Regex match character only when NOT preceeded by specific word
The goal is to have regex match all newline character which are not preceded by a 2-decimal number. Here's some example text:
This line ends with text
this line ends with a number: 55
this line ends with a 2-decimal number: 5.00
here's 22.22, not at the end of the line
Regex should match the end of lines 1, 2, and 4 (assuming a newline after the 4th line).
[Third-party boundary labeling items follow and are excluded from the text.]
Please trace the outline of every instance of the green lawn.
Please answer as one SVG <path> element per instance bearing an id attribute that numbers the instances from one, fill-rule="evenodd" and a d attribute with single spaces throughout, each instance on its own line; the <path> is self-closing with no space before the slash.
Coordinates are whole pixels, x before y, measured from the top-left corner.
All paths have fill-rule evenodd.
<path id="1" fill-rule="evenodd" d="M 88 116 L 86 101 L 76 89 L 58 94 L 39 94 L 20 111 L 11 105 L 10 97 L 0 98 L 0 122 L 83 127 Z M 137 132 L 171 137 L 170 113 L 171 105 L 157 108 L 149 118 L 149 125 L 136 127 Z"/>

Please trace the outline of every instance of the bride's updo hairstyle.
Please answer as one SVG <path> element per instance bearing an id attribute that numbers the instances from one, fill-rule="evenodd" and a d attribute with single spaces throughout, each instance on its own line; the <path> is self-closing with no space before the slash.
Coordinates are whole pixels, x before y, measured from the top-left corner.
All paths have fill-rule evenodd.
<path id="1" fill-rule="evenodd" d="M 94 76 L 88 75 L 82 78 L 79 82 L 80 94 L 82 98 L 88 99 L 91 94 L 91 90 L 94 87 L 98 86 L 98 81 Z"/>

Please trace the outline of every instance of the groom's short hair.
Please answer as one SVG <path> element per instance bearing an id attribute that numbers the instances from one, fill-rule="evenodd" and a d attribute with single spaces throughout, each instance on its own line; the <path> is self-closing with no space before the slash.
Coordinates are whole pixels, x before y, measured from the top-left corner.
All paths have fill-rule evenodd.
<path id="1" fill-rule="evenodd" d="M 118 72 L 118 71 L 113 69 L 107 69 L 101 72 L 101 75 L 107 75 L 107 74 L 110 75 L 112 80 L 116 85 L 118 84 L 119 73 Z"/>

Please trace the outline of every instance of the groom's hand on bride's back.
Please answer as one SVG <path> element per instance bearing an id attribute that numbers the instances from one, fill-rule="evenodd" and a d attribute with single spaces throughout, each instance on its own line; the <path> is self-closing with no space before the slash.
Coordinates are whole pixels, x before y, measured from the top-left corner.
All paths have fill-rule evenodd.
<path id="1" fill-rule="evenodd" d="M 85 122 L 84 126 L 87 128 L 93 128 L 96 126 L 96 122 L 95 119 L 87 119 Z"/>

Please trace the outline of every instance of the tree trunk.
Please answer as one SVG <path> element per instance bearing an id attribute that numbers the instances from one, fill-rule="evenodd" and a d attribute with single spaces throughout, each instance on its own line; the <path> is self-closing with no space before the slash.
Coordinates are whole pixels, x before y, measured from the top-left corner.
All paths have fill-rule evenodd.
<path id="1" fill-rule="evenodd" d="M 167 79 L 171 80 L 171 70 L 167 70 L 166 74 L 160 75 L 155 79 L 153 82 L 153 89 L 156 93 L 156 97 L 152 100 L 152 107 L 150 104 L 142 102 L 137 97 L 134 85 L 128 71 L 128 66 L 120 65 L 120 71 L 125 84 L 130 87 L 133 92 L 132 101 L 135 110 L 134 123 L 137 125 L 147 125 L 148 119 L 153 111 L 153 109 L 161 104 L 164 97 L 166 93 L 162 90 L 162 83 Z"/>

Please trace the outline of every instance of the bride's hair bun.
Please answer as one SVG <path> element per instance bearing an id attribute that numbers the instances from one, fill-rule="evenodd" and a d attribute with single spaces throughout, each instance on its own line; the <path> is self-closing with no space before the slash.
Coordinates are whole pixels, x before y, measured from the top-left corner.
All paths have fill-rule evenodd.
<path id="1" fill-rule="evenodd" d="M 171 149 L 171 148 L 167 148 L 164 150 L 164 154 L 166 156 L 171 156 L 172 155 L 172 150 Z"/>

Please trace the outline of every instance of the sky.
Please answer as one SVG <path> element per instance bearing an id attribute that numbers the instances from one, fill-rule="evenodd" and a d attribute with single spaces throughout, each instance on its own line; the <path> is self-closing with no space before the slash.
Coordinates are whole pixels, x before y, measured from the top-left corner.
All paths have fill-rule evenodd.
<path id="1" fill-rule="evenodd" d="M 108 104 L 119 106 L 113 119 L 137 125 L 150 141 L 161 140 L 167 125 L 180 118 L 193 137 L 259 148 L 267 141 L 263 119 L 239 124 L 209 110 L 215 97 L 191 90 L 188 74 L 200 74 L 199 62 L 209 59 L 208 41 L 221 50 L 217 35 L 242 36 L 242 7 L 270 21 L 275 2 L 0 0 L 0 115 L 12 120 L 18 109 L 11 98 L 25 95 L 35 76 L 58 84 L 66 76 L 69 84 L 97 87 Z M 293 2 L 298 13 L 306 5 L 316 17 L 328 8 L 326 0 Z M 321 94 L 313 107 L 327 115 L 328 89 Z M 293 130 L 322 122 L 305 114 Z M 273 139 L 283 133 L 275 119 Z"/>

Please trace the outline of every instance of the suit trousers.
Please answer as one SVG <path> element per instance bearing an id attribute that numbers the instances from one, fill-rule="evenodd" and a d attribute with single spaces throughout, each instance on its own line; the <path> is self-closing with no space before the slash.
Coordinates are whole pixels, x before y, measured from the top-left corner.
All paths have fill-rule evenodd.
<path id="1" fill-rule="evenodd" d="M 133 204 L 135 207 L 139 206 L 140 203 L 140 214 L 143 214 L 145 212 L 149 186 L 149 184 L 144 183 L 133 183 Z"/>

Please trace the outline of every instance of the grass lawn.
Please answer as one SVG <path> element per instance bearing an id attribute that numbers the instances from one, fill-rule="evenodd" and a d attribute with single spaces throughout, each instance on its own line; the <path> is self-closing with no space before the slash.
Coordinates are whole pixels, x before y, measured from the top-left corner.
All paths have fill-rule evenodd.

I thought negative lookahead was the answer so I tried
(?!\d*\.\d\d)\n
without success as seen in this regex101 snippet: https://regex101.com/r/qbrKlt/4
Edit: I later discovered the reason this didn't work is because Python's Regex doesn't support variable length negative lookahead - it only supports fixed-length negative lookahead.
Unfortunately fixed-length look-ahead still didnt work:
(?!\.\d\d)\n
Instead I did a workaround by running regex twice & subtracting the result:
- find all indices of newline characters:
\n
- find all indices of newline characters preceded by 2-decimal numbers:
\d*\.\d\d\n
- remove indices found in step 2 from those found in step 1 for the answer
But I'm sure there's a way to do this in 1 go and I'd be grateful to anyone out there that can help in discovering the solution :)
Solution 1:
You need to use a negative lookbehind instead of a negative lookahead:
(?<!\.\d\d)\n
Updated RegEx Demo
This will match \n
if that is not immediately preceded by dot and 2 digits.
Solution 2:
Why get esoteric with regexes, when you can just capture the final word using string.split()[-1] and test that for the form you need? Python isn't Perl (fortunately).